I need to group the data from a neo4j database and then to filter out everything except the top n
records of every group.
Example:
I have two node
Try
MATCH (o:Order)-[r:ADDED]->(a:Article)
WITH o, r, a
ORDER BY o.oid, r.t
WITH o, COLLECT(a)[..2] AS topArticlesByOrder UNWIND topArticlesByOrder AS a
RETURN a.aid AS articleId, COUNT(*) AS count
Results look like
articleId count
8 6
2 2
4 5
7 2
3 3
6 5
0 7
on this sample graph created with
FOREACH(opar IN RANGE(1,15) |
MERGE (o:Order {oid:opar})
FOREACH(apar IN RANGE(1,5) |
MERGE (a:Article {aid:TOINT(RAND()*10)})
CREATE o-[:ADDED {t:timestamp() - TOINT(RAND()*1000)}]->a
)
)
Use LIMIT
combined with ORDER BY
to get the top N of anything. For example, the top 5 scores would be:
MATCH (node:MyScoreNode)
RETURN node
ORDER BY node.score DESC
LIMIT 5;
The ORDER BY
part ensures the highest scores show up first. The LIMIT
gives you only the first 5, which since they're sorted, are always the highest.
I tried to achieve your desired results and failed.
So, my guess - this one is impossible with pure cypher.
What is the problem? Cypher is considering everything as a paths. And actually is doing traverse.

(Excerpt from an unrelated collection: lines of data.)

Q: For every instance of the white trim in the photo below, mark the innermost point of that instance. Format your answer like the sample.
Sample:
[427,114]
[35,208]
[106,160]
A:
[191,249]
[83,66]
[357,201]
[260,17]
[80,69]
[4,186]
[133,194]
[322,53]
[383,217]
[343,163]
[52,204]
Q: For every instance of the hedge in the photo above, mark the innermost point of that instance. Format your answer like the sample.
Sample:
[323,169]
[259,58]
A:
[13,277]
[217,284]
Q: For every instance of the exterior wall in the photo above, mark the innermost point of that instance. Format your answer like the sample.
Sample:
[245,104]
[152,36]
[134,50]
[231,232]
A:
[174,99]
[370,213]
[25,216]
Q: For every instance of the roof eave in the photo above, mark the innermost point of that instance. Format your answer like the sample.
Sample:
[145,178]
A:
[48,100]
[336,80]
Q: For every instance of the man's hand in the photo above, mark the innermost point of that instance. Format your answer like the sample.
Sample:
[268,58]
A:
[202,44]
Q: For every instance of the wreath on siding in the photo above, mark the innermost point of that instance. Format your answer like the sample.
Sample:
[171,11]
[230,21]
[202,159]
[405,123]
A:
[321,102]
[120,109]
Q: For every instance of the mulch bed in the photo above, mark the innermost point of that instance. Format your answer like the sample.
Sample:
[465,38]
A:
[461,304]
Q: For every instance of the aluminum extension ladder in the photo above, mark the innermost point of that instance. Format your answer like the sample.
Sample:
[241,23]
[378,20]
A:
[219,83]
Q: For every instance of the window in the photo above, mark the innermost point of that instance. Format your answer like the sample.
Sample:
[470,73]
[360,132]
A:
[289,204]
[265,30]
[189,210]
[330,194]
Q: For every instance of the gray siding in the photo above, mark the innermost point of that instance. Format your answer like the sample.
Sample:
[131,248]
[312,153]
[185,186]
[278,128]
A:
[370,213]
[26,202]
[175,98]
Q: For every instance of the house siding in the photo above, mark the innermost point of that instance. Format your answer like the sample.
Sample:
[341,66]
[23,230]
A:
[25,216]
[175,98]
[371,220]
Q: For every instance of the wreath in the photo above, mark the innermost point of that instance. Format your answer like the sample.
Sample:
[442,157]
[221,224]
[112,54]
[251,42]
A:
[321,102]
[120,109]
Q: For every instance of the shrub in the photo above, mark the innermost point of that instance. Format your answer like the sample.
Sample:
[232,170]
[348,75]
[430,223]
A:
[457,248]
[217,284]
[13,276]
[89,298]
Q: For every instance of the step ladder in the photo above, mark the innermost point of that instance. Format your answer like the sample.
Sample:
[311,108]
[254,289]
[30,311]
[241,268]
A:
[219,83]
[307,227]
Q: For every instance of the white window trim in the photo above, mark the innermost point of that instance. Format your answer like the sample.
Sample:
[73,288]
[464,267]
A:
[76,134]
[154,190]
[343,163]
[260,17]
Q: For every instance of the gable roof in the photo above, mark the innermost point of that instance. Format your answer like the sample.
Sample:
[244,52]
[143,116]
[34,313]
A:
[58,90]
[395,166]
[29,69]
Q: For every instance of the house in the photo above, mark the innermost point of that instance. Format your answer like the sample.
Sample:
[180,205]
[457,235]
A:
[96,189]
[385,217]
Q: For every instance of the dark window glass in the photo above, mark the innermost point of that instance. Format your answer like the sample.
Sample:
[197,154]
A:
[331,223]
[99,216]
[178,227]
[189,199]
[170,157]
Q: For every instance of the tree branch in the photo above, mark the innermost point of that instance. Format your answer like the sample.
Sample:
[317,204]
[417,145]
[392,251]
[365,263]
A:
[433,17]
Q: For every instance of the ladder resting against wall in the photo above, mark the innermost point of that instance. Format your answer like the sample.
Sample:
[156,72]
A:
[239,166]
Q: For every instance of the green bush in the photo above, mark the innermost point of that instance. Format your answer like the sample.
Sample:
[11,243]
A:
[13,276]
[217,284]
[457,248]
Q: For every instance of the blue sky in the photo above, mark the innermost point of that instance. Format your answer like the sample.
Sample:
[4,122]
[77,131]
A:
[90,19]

Trying to group results and then execute filter on each group means that cypher should somehow branch it traversing at some points. But Cypher executed filter on all results, because they are considered as collection of different paths.
My suggestion - create several queries, that achieves desired functionality, and implement some client-side logic.